What is most interesting about Duskers after talking to Tim is that this was his first real solid attempt to pursue a game design that was more than just an exercise in understanding and executing on mechanics. A Virus Named Tom is a good game, but it very deliberately lives in the realm of solid mechanics matched together to create a interesting play experience. With Duskers he had higher goals of not only having all those systems seam together, but to chase after more intangible qualities of having cathartic or emotional resonance with his players.
Duskers is a very lonely game, and getting it to communicate that feeling via the games mechanics, audio and visual representations was an exciting process. More so that he wanted to communicate things without it blocking the players ability to just play the game. Sure it’s easy, well easier, to jam a narrative in your game so that players gain a motivation of the actions they do, but getting them to invest, on their own volition in the livelihood of non-autonomous drones is something else entirely. And to do it in such a way where they can get it or not and have it not tarnish the overall game experience Tim wished for players to have.

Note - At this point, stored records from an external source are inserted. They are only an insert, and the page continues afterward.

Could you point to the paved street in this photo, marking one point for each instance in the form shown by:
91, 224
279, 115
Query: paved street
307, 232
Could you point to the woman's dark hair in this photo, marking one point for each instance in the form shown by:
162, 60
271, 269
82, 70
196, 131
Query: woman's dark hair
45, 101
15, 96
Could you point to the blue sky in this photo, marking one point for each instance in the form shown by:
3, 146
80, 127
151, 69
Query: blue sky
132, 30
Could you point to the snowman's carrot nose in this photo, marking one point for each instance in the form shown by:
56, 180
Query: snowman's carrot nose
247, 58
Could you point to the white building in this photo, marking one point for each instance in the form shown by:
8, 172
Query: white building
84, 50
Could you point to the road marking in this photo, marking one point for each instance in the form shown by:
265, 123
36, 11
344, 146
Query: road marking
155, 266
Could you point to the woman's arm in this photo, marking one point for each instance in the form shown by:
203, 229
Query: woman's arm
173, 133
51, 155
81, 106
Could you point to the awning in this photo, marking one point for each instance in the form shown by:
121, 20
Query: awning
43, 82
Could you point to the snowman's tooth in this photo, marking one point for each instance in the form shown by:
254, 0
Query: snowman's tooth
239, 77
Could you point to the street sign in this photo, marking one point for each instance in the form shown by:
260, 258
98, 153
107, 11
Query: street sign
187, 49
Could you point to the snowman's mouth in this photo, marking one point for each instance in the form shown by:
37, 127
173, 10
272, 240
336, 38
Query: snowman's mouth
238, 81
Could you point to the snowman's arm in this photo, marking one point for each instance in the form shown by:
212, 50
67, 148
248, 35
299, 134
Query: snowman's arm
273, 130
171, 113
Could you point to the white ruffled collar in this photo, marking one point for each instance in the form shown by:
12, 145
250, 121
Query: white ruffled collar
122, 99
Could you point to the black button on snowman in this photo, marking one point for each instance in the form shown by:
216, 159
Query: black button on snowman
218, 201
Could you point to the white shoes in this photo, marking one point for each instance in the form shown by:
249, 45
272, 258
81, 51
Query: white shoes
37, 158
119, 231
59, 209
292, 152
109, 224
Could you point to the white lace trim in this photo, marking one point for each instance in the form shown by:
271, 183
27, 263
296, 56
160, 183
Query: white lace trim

On many accounts Duskers is an anomaly to me for it combines many things that I love, but know to be niche, into a tight package that delivers on a gameplay and implicit narrative level that very few games dare to try. It’s a solid exploration game with excellent systems and combinations to play with as they try to survive as long as possible. It relishes in its own use of text commands and tasking the player to wrestle with that layer of separation on player control and its drones. I love games that find meaningful and interesting ways to distances the control by one or two steps to the action they are trying to do. It makes the player more of a manager of systems then a specific all-powerful agent, instead you are only as strong as your ability to plan and pivot on bad situations.